The most important approach to debugging any software defect is to debug it at its origin. More specifically, if a bug is found or even suspected in the testing phase, it is best to find out the reason why and debug it right away without changing the environment or variables in the system.
In a cloud environment set for a continuous integration pipeline, staging environments mimic production environments. When a build process fails because of erroneous tests, it is a costly and inefficient practice trying to reproduce the error in local environments.

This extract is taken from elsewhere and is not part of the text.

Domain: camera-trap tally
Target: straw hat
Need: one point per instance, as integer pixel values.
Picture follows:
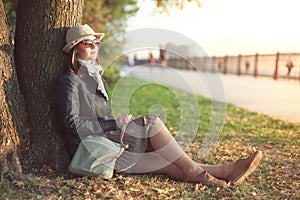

Slow build times end up reducing deployment frequency mostly because of long-running test suites and frequent failing tests. Being able to identify which tests block the CI pipeline increase productivity and decrease costs indirectly. Identifying erroneous tests swiftly lead to spending less time fixing bugs.
Test Gap Analysis
It becomes tough to follow which PR impacts which parts of the application, whether it is well covered by tests or not, and how risky it is to move on. Code reviewers need to understand where the test gaps are and the impact of code changes in order to make healthy decisions.
Engineering leaders can ease their jobs if they intake an automated code-change impact report in their change management process. This can allow them to make a risk-based decision on which test gaps need to be closed before releases. Having an automated test gap analysis report which tells how risky it is to move on with missing coverages accelerates the change management processes.
Moreover, developers, QAs, and testers require a code level visibility at the PR level at every workflow run which can make their job a lot easier to write tests for the gaps. An automated test gap analysis system would correlate the changes to the codebase with the test coverage reports and determine how much of the changes are covered by the tests. Nothing will fall off the developers’ radar this way.
Slow releases bring underperforming developers. Waiting for long CI and testing queues, and being blocked for stability, uptime, and error reduction decreases developers' productivity. The higher the development velocity, the greater the chance for downtime and errors.
In order to save time, money, and effort, you should prioritize the tests that are more likely to fail. This way you can save a great amount of time compared to a long testing cycle. For instance, you should be able to choose not the execute irrelevant tests. Having this in hand, you can boost your productivity, decrease time to production and lessen the time spent reviewing code changes.
When you automate your testing process, prioritizing is not viable by manual or guesswork. You need a deep analysis of your tests to have the best possible test execution order. A system can help you prioritizes tests according to their importance, flakiness, and failure rates, hence eventually allowing you to create a unique and reliable test order.
We discussed the 3 ways to optimize the costs of your CI environments in this article. These are; digging into test error root causes, making a test gap analysis, and prioritizing tests in your CI pipelines.
In today’s DevOps practices, CI/CD pipelines are mostly automated and maintained by highly skilled engineers. Even though, bugs may slip through the cracks and show up in production out of nowhere.
Observability is widely spread in continuous delivery but there’s a lack of observability in continuous integration pipelines. Optimizing CI pipelines for cost, workforce, time, or anything is highly possible by having a good observability system dedicated to CI workflows. Tools like Foresight are made for CI observability and differ from APMs, error tracking systems, or code coverage tools.